Lynn clenched his fists, his voice barely audible: "He's gone mad."

Lin Wanqing shook her head, her eyes calmer than ever before: "I'm not crazy."

"This is...someone who knows he's gone mad but still insists on making pathology analysis reports."

The God of Fate stared directly at him.

"It's not the Secret Remains."

Nicholas paused slightly, a smile appearing on his lips as if he had anticipated it.

"of course not."

"It was the earliest research sample before you created the Mysterious Remains."

"You want to use the Mysterious Remains to bypass the Cataclysm."

"And I, with the Secret Relic—entered the Star Calamity."

He took a step back, his chest slowly unfolding as if flesh and blood were trying to expel a burst of starlight.

“Each of you will become the first drop of plagued blood when the ritual erupts.”

"And that card—"

His gaze was fixed on the mysterious card at the side of the Fate Master's waist, a card that had never been revealed, like the last drop of ink in the deep well of fate.

"That 'Supreme' card was the igniter for my Star Calamity."

He started to laugh—a broken laugh, like a doctor who had over-prepared for surgery finally seeing his own specimen.

"Let the world cough."

"It's not you who are treating the disease, it's the epidemic that is writing your fate."

The star marks within him were no longer restrained, and the gray patches on his skin burst open, releasing pus and radiance.

Nicholas raised his arms high, like a priest preparing to perform a surgical ritual.

He stomped on the ground—and the space collapsed!
The entire lesion space instantly collapsed, twisted, and sealed off, with the ground, walls, and ceiling merging into one, forming an "infection cage" entwined with gray and white tentacles.

The air has changed.

It didn't become murky—it became "too clean".

That was the smell of disinfectant in the sterile chamber, the sweet and fishy smell of high-concentration ethanol mixed with blood plasma after it decomposed, the familiar "smell of death preparation".

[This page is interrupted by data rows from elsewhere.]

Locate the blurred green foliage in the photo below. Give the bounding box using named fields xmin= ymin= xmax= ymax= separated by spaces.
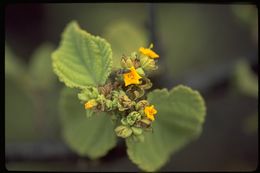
xmin=231 ymin=4 xmax=258 ymax=43
xmin=29 ymin=44 xmax=57 ymax=90
xmin=5 ymin=43 xmax=60 ymax=142
xmin=232 ymin=59 xmax=258 ymax=135
xmin=44 ymin=3 xmax=148 ymax=41
xmin=103 ymin=21 xmax=148 ymax=69
xmin=59 ymin=88 xmax=117 ymax=159
xmin=233 ymin=59 xmax=258 ymax=98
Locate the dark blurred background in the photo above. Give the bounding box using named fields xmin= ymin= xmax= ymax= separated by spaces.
xmin=5 ymin=3 xmax=258 ymax=171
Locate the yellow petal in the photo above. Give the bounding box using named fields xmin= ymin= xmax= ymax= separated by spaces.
xmin=84 ymin=99 xmax=96 ymax=109
xmin=144 ymin=105 xmax=157 ymax=121
xmin=123 ymin=66 xmax=142 ymax=86
xmin=139 ymin=47 xmax=159 ymax=59
xmin=85 ymin=102 xmax=93 ymax=109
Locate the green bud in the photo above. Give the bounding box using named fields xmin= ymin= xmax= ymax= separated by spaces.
xmin=139 ymin=77 xmax=152 ymax=90
xmin=149 ymin=43 xmax=154 ymax=49
xmin=105 ymin=99 xmax=113 ymax=111
xmin=126 ymin=85 xmax=145 ymax=100
xmin=117 ymin=91 xmax=134 ymax=111
xmin=121 ymin=117 xmax=128 ymax=126
xmin=135 ymin=100 xmax=149 ymax=110
xmin=135 ymin=118 xmax=152 ymax=128
xmin=126 ymin=58 xmax=134 ymax=68
xmin=114 ymin=125 xmax=132 ymax=138
xmin=96 ymin=94 xmax=107 ymax=111
xmin=127 ymin=111 xmax=141 ymax=125
xmin=111 ymin=97 xmax=119 ymax=109
xmin=120 ymin=57 xmax=127 ymax=68
xmin=140 ymin=56 xmax=157 ymax=71
xmin=131 ymin=126 xmax=143 ymax=135
xmin=140 ymin=118 xmax=152 ymax=126
xmin=78 ymin=87 xmax=99 ymax=102
xmin=120 ymin=56 xmax=134 ymax=69
xmin=98 ymin=82 xmax=113 ymax=97
xmin=130 ymin=52 xmax=138 ymax=60
xmin=78 ymin=92 xmax=89 ymax=102
xmin=136 ymin=67 xmax=145 ymax=76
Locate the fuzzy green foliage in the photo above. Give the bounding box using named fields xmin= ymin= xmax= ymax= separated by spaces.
xmin=126 ymin=85 xmax=206 ymax=171
xmin=59 ymin=87 xmax=117 ymax=158
xmin=52 ymin=21 xmax=112 ymax=88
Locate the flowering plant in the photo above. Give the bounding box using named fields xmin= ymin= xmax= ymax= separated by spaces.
xmin=52 ymin=21 xmax=206 ymax=171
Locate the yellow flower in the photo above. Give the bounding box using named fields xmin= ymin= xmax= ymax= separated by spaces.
xmin=85 ymin=99 xmax=97 ymax=109
xmin=139 ymin=46 xmax=159 ymax=59
xmin=144 ymin=105 xmax=157 ymax=121
xmin=123 ymin=66 xmax=142 ymax=87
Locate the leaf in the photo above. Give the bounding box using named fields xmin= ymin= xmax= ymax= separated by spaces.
xmin=103 ymin=21 xmax=148 ymax=69
xmin=59 ymin=87 xmax=117 ymax=159
xmin=126 ymin=85 xmax=206 ymax=171
xmin=29 ymin=43 xmax=57 ymax=90
xmin=52 ymin=21 xmax=113 ymax=89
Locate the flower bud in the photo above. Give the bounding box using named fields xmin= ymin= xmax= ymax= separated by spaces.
xmin=135 ymin=100 xmax=149 ymax=110
xmin=136 ymin=67 xmax=145 ymax=76
xmin=121 ymin=56 xmax=134 ymax=69
xmin=140 ymin=56 xmax=157 ymax=71
xmin=98 ymin=82 xmax=113 ymax=97
xmin=135 ymin=118 xmax=152 ymax=128
xmin=117 ymin=91 xmax=134 ymax=111
xmin=85 ymin=99 xmax=97 ymax=109
xmin=127 ymin=111 xmax=141 ymax=125
xmin=105 ymin=99 xmax=113 ymax=111
xmin=78 ymin=87 xmax=99 ymax=102
xmin=131 ymin=126 xmax=143 ymax=135
xmin=126 ymin=58 xmax=134 ymax=68
xmin=121 ymin=117 xmax=128 ymax=126
xmin=96 ymin=94 xmax=107 ymax=111
xmin=130 ymin=52 xmax=138 ymax=61
xmin=126 ymin=85 xmax=145 ymax=100
xmin=114 ymin=125 xmax=132 ymax=138
xmin=139 ymin=77 xmax=152 ymax=90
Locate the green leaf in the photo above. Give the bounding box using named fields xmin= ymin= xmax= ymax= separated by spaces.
xmin=126 ymin=85 xmax=206 ymax=171
xmin=59 ymin=87 xmax=117 ymax=159
xmin=233 ymin=59 xmax=258 ymax=98
xmin=29 ymin=43 xmax=57 ymax=90
xmin=103 ymin=21 xmax=148 ymax=69
xmin=52 ymin=21 xmax=113 ymax=89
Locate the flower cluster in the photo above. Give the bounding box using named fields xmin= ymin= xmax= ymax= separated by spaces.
xmin=78 ymin=44 xmax=159 ymax=141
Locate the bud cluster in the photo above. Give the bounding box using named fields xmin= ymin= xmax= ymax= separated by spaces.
xmin=78 ymin=44 xmax=159 ymax=141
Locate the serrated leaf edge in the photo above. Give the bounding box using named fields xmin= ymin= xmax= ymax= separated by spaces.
xmin=52 ymin=21 xmax=113 ymax=89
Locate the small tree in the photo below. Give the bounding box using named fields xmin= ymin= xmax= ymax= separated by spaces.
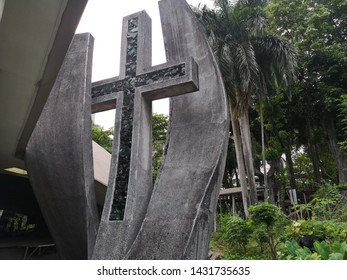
xmin=91 ymin=124 xmax=113 ymax=153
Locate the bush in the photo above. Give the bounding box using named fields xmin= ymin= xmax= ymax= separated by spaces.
xmin=279 ymin=240 xmax=347 ymax=260
xmin=290 ymin=219 xmax=347 ymax=243
xmin=214 ymin=203 xmax=291 ymax=259
xmin=248 ymin=203 xmax=290 ymax=259
xmin=249 ymin=203 xmax=283 ymax=226
xmin=310 ymin=184 xmax=345 ymax=220
xmin=212 ymin=199 xmax=347 ymax=260
xmin=222 ymin=215 xmax=251 ymax=250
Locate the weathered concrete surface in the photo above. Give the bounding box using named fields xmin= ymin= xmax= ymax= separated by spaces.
xmin=92 ymin=0 xmax=228 ymax=260
xmin=25 ymin=33 xmax=99 ymax=260
xmin=124 ymin=0 xmax=229 ymax=259
xmin=92 ymin=10 xmax=199 ymax=260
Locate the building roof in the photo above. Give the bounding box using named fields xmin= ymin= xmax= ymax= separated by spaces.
xmin=0 ymin=0 xmax=87 ymax=174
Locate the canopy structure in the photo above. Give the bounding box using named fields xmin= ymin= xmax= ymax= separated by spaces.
xmin=0 ymin=0 xmax=88 ymax=174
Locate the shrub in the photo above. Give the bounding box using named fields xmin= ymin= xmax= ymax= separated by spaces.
xmin=249 ymin=203 xmax=283 ymax=226
xmin=310 ymin=184 xmax=345 ymax=220
xmin=222 ymin=215 xmax=251 ymax=250
xmin=290 ymin=219 xmax=347 ymax=243
xmin=212 ymin=200 xmax=347 ymax=260
xmin=279 ymin=240 xmax=347 ymax=260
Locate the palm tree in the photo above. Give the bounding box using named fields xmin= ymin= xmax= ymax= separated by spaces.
xmin=196 ymin=0 xmax=297 ymax=215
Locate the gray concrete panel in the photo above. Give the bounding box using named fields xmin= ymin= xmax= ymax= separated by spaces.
xmin=25 ymin=33 xmax=99 ymax=260
xmin=92 ymin=9 xmax=200 ymax=259
xmin=124 ymin=0 xmax=229 ymax=259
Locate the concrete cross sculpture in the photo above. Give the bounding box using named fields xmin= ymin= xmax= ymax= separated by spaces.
xmin=91 ymin=12 xmax=198 ymax=224
xmin=26 ymin=0 xmax=229 ymax=260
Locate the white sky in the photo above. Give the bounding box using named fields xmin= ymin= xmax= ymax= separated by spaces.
xmin=76 ymin=0 xmax=214 ymax=129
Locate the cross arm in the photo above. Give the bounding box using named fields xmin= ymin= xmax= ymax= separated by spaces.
xmin=138 ymin=57 xmax=199 ymax=101
xmin=91 ymin=76 xmax=122 ymax=113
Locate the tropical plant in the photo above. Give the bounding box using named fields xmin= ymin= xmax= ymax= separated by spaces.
xmin=267 ymin=0 xmax=347 ymax=184
xmin=196 ymin=0 xmax=297 ymax=215
xmin=279 ymin=240 xmax=347 ymax=260
xmin=290 ymin=218 xmax=347 ymax=242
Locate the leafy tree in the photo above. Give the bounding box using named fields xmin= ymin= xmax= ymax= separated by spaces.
xmin=196 ymin=0 xmax=297 ymax=214
xmin=267 ymin=0 xmax=347 ymax=183
xmin=92 ymin=124 xmax=113 ymax=153
xmin=338 ymin=94 xmax=347 ymax=152
xmin=152 ymin=113 xmax=169 ymax=182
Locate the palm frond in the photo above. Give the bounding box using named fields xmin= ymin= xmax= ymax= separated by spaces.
xmin=195 ymin=0 xmax=298 ymax=113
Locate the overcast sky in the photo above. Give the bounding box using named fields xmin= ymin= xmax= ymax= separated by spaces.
xmin=76 ymin=0 xmax=214 ymax=128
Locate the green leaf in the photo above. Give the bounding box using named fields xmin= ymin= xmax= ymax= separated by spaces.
xmin=328 ymin=253 xmax=343 ymax=260
xmin=331 ymin=241 xmax=347 ymax=259
xmin=285 ymin=240 xmax=300 ymax=256
xmin=314 ymin=241 xmax=331 ymax=260
xmin=295 ymin=247 xmax=314 ymax=260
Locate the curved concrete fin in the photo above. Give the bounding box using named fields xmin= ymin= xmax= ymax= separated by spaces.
xmin=25 ymin=33 xmax=99 ymax=260
xmin=124 ymin=0 xmax=229 ymax=259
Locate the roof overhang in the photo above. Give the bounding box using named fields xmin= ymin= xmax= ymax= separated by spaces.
xmin=0 ymin=0 xmax=88 ymax=174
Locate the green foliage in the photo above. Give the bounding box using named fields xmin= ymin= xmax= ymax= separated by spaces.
xmin=292 ymin=151 xmax=316 ymax=191
xmin=338 ymin=94 xmax=347 ymax=152
xmin=152 ymin=114 xmax=169 ymax=182
xmin=152 ymin=113 xmax=168 ymax=143
xmin=279 ymin=240 xmax=347 ymax=260
xmin=290 ymin=219 xmax=347 ymax=243
xmin=292 ymin=203 xmax=312 ymax=220
xmin=248 ymin=203 xmax=291 ymax=259
xmin=91 ymin=124 xmax=113 ymax=153
xmin=267 ymin=0 xmax=347 ymax=186
xmin=279 ymin=240 xmax=320 ymax=260
xmin=248 ymin=203 xmax=282 ymax=226
xmin=220 ymin=215 xmax=251 ymax=250
xmin=310 ymin=184 xmax=345 ymax=220
xmin=215 ymin=203 xmax=291 ymax=259
xmin=212 ymin=199 xmax=347 ymax=260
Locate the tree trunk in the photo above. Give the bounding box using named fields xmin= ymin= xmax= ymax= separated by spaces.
xmin=267 ymin=158 xmax=282 ymax=205
xmin=260 ymin=99 xmax=268 ymax=199
xmin=235 ymin=169 xmax=240 ymax=188
xmin=324 ymin=117 xmax=347 ymax=184
xmin=272 ymin=124 xmax=296 ymax=190
xmin=230 ymin=110 xmax=249 ymax=217
xmin=284 ymin=147 xmax=296 ymax=190
xmin=306 ymin=121 xmax=322 ymax=184
xmin=239 ymin=111 xmax=258 ymax=205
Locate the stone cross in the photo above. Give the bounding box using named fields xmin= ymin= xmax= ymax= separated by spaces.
xmin=91 ymin=11 xmax=198 ymax=222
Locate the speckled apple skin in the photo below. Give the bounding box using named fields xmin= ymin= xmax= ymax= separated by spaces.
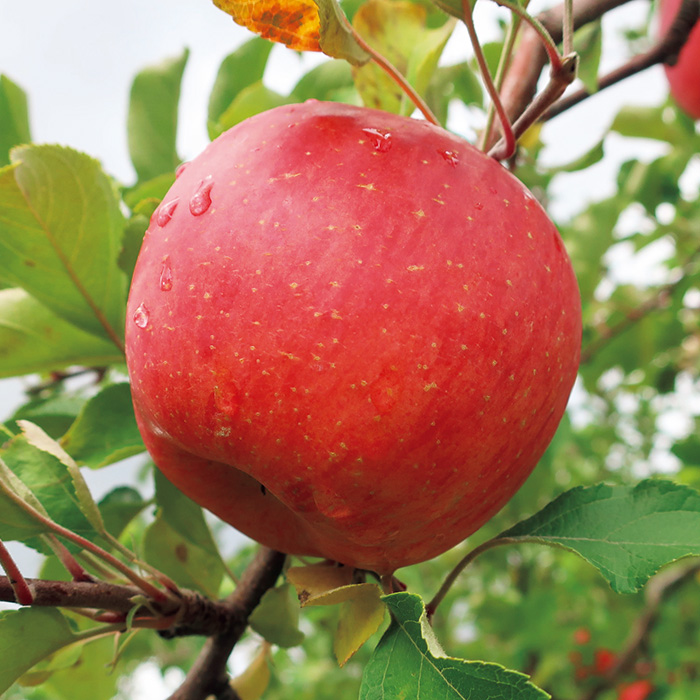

Duan Xingzhou's throat tightened: "They don't want to fight us—they want to dismantle us."

Si Ming whispered, "He never hid this intention."

Lynn activated the Grey Wolf Summoning, but as soon as the summoned creature appeared, it was forcibly suppressed by the "Domain Plague Pressure" to the point of near collapse.

Nicholas walked forward slowly and steadily, but his eyes held a deep thirst for "organ specimens".

He looked at Si Ming and said, word by word:

"forerunner."

He stopped and nodded slightly.

"This isn't your first time here, is it?"

"The 'gambler' who left behind crucial research documents was numbered very early and committed suicide by burning himself in the initial vision of the Cataclysm."

"And he wrote his regrets into a card."

"That card is now on you."

"You are not the master—you are the vessel."

silence.

Si Ming slowly raised his eyes, drew three cards, and spoke in his usual soft tone:

"Have you said enough?"

Nicholas smiled, and his figure ignited with the light of the Star Plague.

"Then start."

Si Ming stood in front of Lin Wanqing and Lin En, the playing cards floating in the air like blades.

"First round, wake him up."

—The battle begins.

"The patient is in position, and the medical supplies are warmed."

The doctor was laughing.

他 说:

Let's dissect—what you call 'self-will'.